No one doubts Dalio’s authenticity when it comes to meditation or any other facet of his life—and his peers give compelling accounts of how meditation helps them, too (financial gains aside, mindfulness makes everyone look so healthy).

But what about the associate who complements the navy duffle with prestigious piping in one hand with a paperback of Too Big to Fail in the other? If he swaps out Andrew Ross Sorkin for Dr. Rosenthal’s Super Mind, is he really any closer to equanimity? Or do the returns diminish as we get further from Dalio, probably the closest contender to a philosopher king of the financial universe we have?

Interestingly, most of the younger bankers I asked about the meditation craze rolled their eyes and said their officemates would laugh if they announced they were meditating—better to take the Jameson out of the drawer after the rush from Seamless sushi had worn off instead. It’s their bosses—the 40-and-over set—who, some combination of wiser and older, seem to be ready for mantras that don’t involve the word ‘epic.’

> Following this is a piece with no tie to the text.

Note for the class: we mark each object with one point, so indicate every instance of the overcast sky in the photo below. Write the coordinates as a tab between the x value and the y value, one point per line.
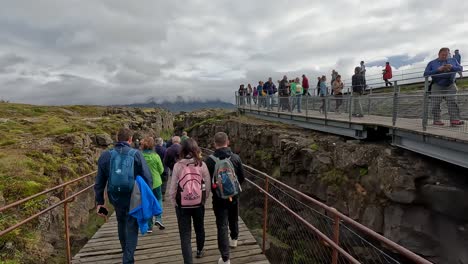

In his book, Dr. Rosenthal writes that through transcendental meditation the mind “keeps growing beyond our individual concerns, thereby providing a channel for greater connection between and among individuals, their fellow human beings, and the universe as a whole.”

So, more meditating, less Sherman McCoy. If Wall Street’s decided to use meditating to channel a greater connection among individuals, their fellow human beings, and the universe as whole—that really does sound transcendent.